An emerging AI benchmark, called MLPerf, is closer to measuring performance on real-world tasks. It doesn’t yet measure how fast systems train very large models, but it’s still a helpful comparison. In the most recent MLPerf results, systems using NVIDIA A100 chips, the same as those used to build RSC, dominated the field. And the biggest system tested, NVIDIA’s own Selene AI supercomputer, trained the (now-diminutive) BERT language processor in just 16 seconds, compared to 20 minutes for smaller systems.
So any way you slice it, RSC will be (and already is) a formidable machine for AI research.
Is Bigger AI Always Better?
To date, building bigger and bigger algorithms does seem to yield gains.

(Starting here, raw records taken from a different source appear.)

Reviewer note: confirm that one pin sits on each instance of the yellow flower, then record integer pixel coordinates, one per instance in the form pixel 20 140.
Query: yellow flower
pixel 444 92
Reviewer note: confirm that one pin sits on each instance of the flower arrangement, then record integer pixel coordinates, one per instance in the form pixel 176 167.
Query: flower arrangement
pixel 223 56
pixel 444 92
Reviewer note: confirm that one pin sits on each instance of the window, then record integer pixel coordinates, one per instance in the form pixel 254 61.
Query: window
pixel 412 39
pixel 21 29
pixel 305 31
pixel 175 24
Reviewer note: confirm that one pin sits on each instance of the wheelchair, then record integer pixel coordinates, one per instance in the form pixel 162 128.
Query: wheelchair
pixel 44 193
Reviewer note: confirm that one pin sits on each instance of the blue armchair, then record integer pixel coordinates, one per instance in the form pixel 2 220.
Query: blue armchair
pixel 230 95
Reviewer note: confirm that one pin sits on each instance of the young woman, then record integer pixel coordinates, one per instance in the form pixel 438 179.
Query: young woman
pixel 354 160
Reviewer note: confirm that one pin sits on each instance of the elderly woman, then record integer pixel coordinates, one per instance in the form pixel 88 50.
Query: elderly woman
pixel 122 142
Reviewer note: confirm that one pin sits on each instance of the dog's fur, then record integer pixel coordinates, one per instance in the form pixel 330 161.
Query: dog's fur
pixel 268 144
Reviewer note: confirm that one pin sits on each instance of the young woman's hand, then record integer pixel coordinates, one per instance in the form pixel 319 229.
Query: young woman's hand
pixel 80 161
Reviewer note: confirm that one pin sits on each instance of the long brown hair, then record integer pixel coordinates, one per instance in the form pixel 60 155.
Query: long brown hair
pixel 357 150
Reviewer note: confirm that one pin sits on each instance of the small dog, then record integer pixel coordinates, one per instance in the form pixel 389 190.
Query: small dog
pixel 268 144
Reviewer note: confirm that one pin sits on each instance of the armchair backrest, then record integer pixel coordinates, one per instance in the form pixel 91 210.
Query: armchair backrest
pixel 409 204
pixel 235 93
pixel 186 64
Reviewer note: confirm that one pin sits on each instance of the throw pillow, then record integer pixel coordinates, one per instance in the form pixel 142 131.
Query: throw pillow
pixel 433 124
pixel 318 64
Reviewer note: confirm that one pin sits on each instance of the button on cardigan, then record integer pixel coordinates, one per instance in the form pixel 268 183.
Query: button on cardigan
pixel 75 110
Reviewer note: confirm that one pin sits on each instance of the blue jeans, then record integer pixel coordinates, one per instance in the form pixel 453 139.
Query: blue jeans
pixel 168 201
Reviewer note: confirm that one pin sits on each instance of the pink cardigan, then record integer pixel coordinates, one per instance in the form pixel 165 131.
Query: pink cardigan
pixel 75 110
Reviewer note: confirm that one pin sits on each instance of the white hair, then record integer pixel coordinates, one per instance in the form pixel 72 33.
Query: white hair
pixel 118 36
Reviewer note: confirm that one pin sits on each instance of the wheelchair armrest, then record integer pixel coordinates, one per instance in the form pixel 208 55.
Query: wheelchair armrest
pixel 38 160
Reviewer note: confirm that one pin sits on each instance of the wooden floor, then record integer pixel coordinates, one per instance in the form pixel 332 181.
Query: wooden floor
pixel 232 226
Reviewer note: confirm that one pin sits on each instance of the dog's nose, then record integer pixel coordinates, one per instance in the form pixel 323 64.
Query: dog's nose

But not all researchers believe those gains will continue forever or always be worth the spiraling energy and financial resources needed to train algorithms. Large language models, in particular, also tend to pick up all manner of unsavory habits and biases during training.
Luckily, there’s also work afoot to make algorithms more efficient and accountable.
Last year, AI research organization DeepMind released a 280-billion-parameter large language model called Gopher that could outperform other large language models. More interestingly, however, they also developed a much smaller 7-billion-parameter model called RETRO. Given the ability to consult an external database of examples to inform its predictions—a memory, of sorts—RETRO punched well above its weight class by matching or outperforming algorithms 25 times its size. DeepMind said it’s also easier to trace the algorithm’s reasoning, making it more transparent and potentially easier to eliminate bias.
So, while making enormous algorithms on supercomputers is eye-catching, RETRO shows innovation in how those models are built is equally important. Research on both ends of the spectrum will likely continue apace, one hopefully feeding into and improving the other.